3. Diagnostic Test Reports and Receipts supported by note from the attending Medical Practitioner /Surgeon recommending such Diagnostic supported by note from
the attending Medical Practitioner / Surgeon recommending such diagnostic tests.
4. Surgeon's Certificate stating nature of operation performed and Surgeon's Bill and Receipt.
5. Certificates from attending Medical Practitioner/ Surgeon giving patient's condition and advice on discharge.
6. Please submit member paid receipt copy of the difference in AL amount and Hospital bill (excluding TPA discount) at the time of claim submission.
7. Invoice of implants.

Name of the Product INSURANCE GENERAL MEDISHIELD FLOATER and UIN No- Important Policy terms & conditions (sub-limits/co-pay/deductible etc)
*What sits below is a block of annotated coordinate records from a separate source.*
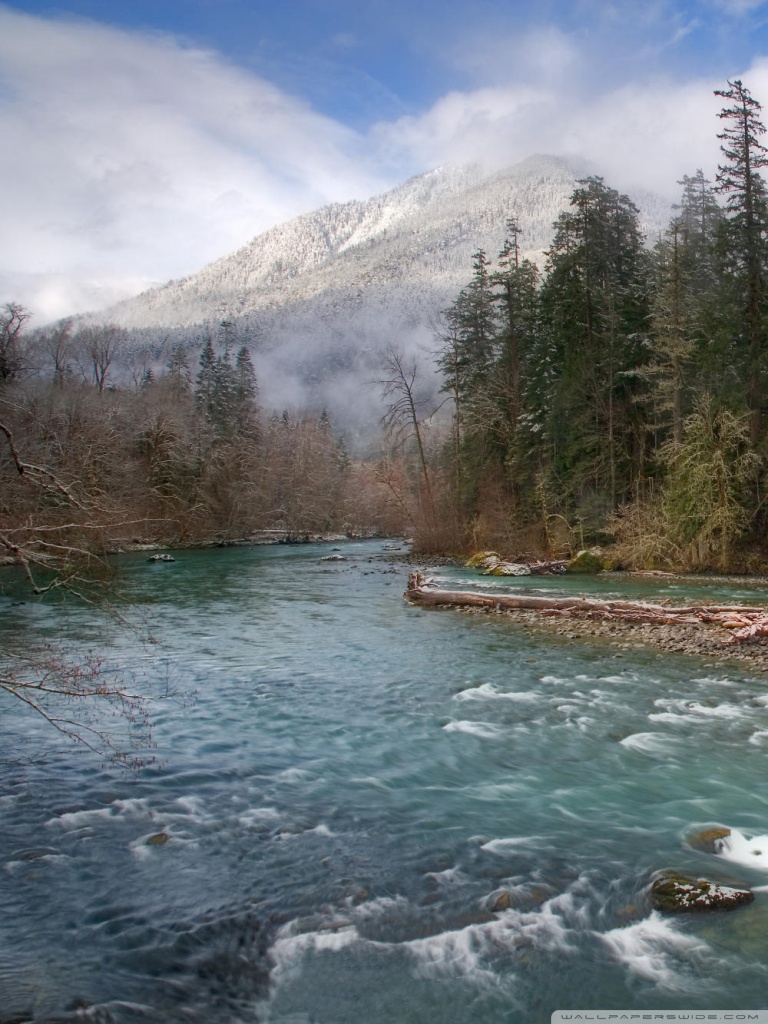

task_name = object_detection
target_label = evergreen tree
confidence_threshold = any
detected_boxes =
[540,177,648,515]
[715,79,768,441]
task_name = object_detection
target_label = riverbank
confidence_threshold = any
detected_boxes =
[409,573,768,673]
[481,609,768,673]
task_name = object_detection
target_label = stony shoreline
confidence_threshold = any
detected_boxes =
[456,609,768,673]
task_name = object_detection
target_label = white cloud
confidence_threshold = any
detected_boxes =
[0,6,385,319]
[375,59,768,196]
[0,0,768,323]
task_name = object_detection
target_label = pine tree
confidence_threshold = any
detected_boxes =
[540,177,648,515]
[715,79,768,441]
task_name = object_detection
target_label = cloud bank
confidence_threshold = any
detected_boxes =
[0,2,768,323]
[0,7,386,315]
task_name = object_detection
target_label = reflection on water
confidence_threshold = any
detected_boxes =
[0,542,768,1024]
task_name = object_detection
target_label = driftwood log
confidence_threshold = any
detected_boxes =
[403,572,768,644]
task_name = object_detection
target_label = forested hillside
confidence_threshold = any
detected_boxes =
[399,81,768,569]
[0,81,768,570]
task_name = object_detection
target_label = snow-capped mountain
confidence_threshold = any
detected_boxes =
[97,156,670,428]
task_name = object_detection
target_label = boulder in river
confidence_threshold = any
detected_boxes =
[482,561,530,575]
[464,551,502,569]
[650,871,755,913]
[686,825,731,853]
[565,548,606,572]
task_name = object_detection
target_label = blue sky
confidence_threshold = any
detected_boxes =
[0,0,768,322]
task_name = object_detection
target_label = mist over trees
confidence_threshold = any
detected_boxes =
[0,81,768,569]
[391,81,768,570]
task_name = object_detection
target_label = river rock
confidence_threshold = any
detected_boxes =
[488,889,512,913]
[146,833,171,846]
[687,825,731,853]
[565,548,606,572]
[650,873,755,913]
[464,551,502,569]
[482,561,530,575]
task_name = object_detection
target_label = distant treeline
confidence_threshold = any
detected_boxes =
[0,303,409,585]
[393,81,768,569]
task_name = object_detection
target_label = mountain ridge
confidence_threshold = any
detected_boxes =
[83,155,672,421]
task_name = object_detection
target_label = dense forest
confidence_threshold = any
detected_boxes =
[0,81,768,575]
[403,81,768,570]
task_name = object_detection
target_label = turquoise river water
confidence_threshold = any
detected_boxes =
[0,542,768,1024]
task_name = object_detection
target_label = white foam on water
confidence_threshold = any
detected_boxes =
[274,768,314,783]
[715,828,768,871]
[275,821,336,842]
[349,775,390,791]
[596,910,711,991]
[268,922,362,987]
[45,800,155,831]
[238,807,280,828]
[354,896,411,921]
[480,836,547,856]
[404,901,574,987]
[404,925,501,985]
[620,732,674,757]
[454,683,540,701]
[176,796,212,822]
[443,720,505,739]
[648,697,755,722]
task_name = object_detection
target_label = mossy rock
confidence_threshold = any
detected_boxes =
[650,873,755,913]
[482,562,530,575]
[488,889,512,913]
[464,551,502,569]
[565,551,605,572]
[146,833,171,846]
[686,825,731,853]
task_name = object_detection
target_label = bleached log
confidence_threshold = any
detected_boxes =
[403,572,768,644]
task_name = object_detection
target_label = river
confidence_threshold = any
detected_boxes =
[0,542,768,1024]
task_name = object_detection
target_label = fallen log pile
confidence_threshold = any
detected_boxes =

Please note that the amount authorized is provisional and is subject to change based on the final bill and discharge summary and deduction of TDS as applicable.

Note: As per Modified Guidelines on standards and benchmarks for hospitals in the Provider Network issued by IRDAI vide circular Ref.IRDA
/HLT/REG/GDL/114/07/2018 dated 27th July 2018.your hospital is mandatorily required to register with ROHINI and obtain either Pre-entry level certificate (or higher level
of certificate) issued by NABH or state level certificate (or higher level of certificate) under NOAS, issued by national Health systems Resources Centre (NHSRC) on or
before July26, 2019.

Disclaimer: The TPA extends the cashless facility subject to the standard terms & conditions of the policy and the information provided in the cashless request form. We
suggest that the patient continues with the treatment as advised by the treating doctor, irrespective of the pre-authorization /cashless facility.

This is a system generated letter hence signature is not required.